There is evidence male infertility is a growing problem - with lifestyle factors like smoking, obesity, alcohol and heat exposure linked to poorer sperm parameters. One 2017 meta-analysis found that sperm counts in Western countries had decreased by nearly 60%, while a Fertility Index Survey found that 16% of men under 34 have experienced fertility issues, compared with 6% of men over 55. As it stands, roughly half of heterosexual couples experiencing infertility involve a male factor. Problems conceiving have long been framed as a gendered issue, with women often 'blamed' for infertility and undergoing rounds of invasive treatments before sperm is even tested, but awareness is changing.

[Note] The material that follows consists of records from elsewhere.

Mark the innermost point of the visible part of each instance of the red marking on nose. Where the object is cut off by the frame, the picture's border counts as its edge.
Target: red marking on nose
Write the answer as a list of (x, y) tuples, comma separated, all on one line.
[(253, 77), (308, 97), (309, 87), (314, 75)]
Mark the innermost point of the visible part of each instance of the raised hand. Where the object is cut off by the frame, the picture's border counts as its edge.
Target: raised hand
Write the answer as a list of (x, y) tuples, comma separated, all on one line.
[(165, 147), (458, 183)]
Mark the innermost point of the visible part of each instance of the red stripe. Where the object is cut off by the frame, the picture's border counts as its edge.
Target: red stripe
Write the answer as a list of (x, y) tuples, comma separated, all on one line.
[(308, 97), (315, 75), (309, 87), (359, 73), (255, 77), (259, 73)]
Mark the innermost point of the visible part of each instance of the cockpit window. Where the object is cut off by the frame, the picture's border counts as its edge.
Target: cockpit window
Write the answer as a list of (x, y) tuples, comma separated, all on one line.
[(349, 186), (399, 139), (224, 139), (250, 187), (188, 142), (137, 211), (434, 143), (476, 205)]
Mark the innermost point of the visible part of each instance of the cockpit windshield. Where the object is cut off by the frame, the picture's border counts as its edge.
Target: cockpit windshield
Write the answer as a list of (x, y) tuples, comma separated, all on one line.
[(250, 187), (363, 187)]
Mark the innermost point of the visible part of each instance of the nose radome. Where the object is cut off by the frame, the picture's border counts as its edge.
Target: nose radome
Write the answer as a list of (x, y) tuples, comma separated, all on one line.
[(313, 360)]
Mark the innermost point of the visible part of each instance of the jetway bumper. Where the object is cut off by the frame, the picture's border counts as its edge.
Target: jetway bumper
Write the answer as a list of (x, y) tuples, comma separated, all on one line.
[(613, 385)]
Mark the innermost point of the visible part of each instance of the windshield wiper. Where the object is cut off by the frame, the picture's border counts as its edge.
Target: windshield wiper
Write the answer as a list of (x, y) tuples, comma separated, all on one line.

In many ways, male fertility content on the internet - both factual and dubious - is filling a gap left by our healthcare system. Recent research from Fertility Action revealed that 80.6% of GPs hadn't received education on male fertility, while 97% wouldn't be able to accurately examine for varicocele - a cluster of enlarged veins near the testicles which can lower sperm production and quality. Men are often an "afterthought" in fertility challenges, said Dr Ippokratis Sarris, director of King's Fertility, a consultant in reproductive medicine and chair-elect of the British Fertility Society. But in the past decade, Sarris said this has been changing, as men have become more open about their fertility challenges. They've gone from asking him how they can support their partners to asking him, 'What can I do?'.

The wellness industrial complex has responded with characteristic eagerness, and new products and platforms focused on male fertility have arrived on the market. Earlier this year, a digital platform launched called Spermaxxing, which enables users to optimise their reproductive health with daily tracking and lab analysis, while the supplement SwimClub claims to boost sperm quality and volume within 90 days. While men gush about their OTC pills and powders on online forums, experts caution against ordering something without booking a medical consultation first. "You really don't know what's in the packet," Sarris said.